Si le comédien ne connaît pas bien la personnalité de son personnage et qu’il a un blanc de mémoire, il aura du mal à improviser intelligemment. Il risque de décrocher de son rôle en lançant des phrases creuses. Par contre, grâce à une bonne étude, il pourra improviser selon le caractère de son personnage. Sa maîtrise et son assurance seront évidentes, et il est fort probable que les spectateurs n’y voient que du feu.

Exemple de questionnaire

Voici plusieurs questions qui facilitent l’étude d’un personnage. Bien entendu, elles s’adressent au personnage à interpréter, et non au comédien lui-même! Libre à vous de les adapter à vos besoins.( Vous pouvez télécharger un document plus bas.)

  • Comment t’appelles-tu (nom et prénom)?
  • Quel âge as-tu?
  • Quelle est ta nationalité?
  • Qui sont tes amis?
  • Qu’aimes-tu faire durant les week-ends?
  • Quelle est ta musique préférée?
  • Quelles sont tes lectures préférées?
  • Quel est ton sport préféré?
  • Quels sont tes passe-temps?
  • Quelles sont tes qualités?
  • Quels sont tes défauts?
  • Es-tu un leader ou un suiveur?
  • Es-tu introverti ou extraverti?
  • As-tu un tic, une manie?
  • Quel est le timbre de ta voix?
  • Quel est ton débit quand tu parles?
  • Quel est le rythme de tes gestes : lent, rapide, saccadé?
  • Décris ta relation avec les autres personnages de la pièce.
  • Quel est ton but dans cette pièce?

Téléchargez ici ce questionnaire d’étude de personnage .

 

Répétitions: conseils et lectures suggérées

Nous avons réuni ici quelques conseils qui s’avéreront utiles pour exploiter au mieux les répétitions. Lisez aussi les nombreux articles suggérés par les hyperliens. Cet investissement de temps en vaudra la peine!

À la maison

♦ Affichez le calendrier des répétitions (échéancier de production) à un endroit bien visible, afin de toujours savoir si votre présence est requise les jours de répétition.

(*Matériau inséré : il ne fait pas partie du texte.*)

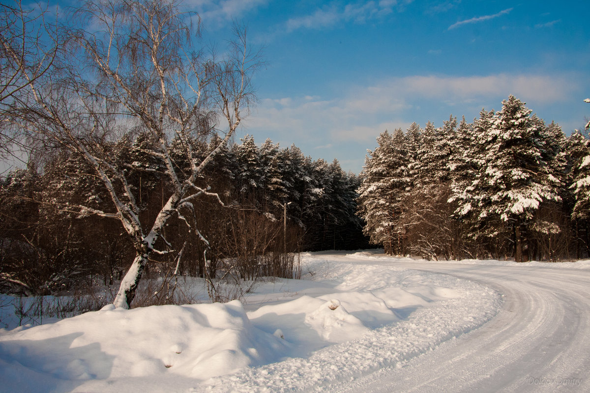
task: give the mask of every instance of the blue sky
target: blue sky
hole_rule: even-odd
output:
[[[590,2],[189,0],[205,39],[247,25],[267,64],[241,134],[358,173],[384,130],[513,94],[569,134],[590,116]]]

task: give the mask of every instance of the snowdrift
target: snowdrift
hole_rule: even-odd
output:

♦  Mémorisez votre texte à la maison (et non pendant les répétitions) en variant vos méthodes: lisez-le plusieurs fois, demandez à des amis de vous donner la réplique, enregistrez tout le texte en laissant de longs silences pour insérer vos répliques, etc.

♦  Ne mémorisez jamais votre texte sans lire les autres répliques. Vous devez bien comprendre toutes les interventions et savoir où se situent les vôtres.

Pendant les répétitions et la représentation

♦ Évitez le cabotinage.

♦ Apprivoisez le trac.

♦ Favorisez le travail d’équipe constructif.

♦ Cherchez à bien comprendre l’objectif de votre personnage dans la pièce et la motivation de toutes ses interventions.

♦ Offrez toujours votre visage au public lorsque vous parlez. Ne parlez jamais de dos.

♦ Parlez FORT. Exercez-vous à projeter votre voix très loin et à parler du « ventre » plutôt que de la gorge. Pensez que vous devez toujours parler pour la dernière rangée de spectateurs. (Voyez Exercices pour la voix.)

♦ Parlez lentement et avec assurance. Soignez votre diction. (Voyez  La parole et nos virelangues.)

♦ Faites souvent des pauses, des silences justifiés et bien meublés. Ne précipitez pas vos interventions.

♦ Souvenez-vous qu’en théâtre, le geste précède la parole.

♦ Dirigez toute votre attention sur ce qui se passe sur la scène, et non vers le public. Ne regardez jamais les spectateurs. Imaginez qu’il existe un mur entre eux et vous.

♦ Si toutefois votre rôle consiste à vous adresser au public (narrateur, lecteur), promenez votre regard juste au-dessus des têtes.

♦ Si un camarade a un trou de mémoire, allez à son secours en improvisant une réplique qui l’aidera. Soyez généreux!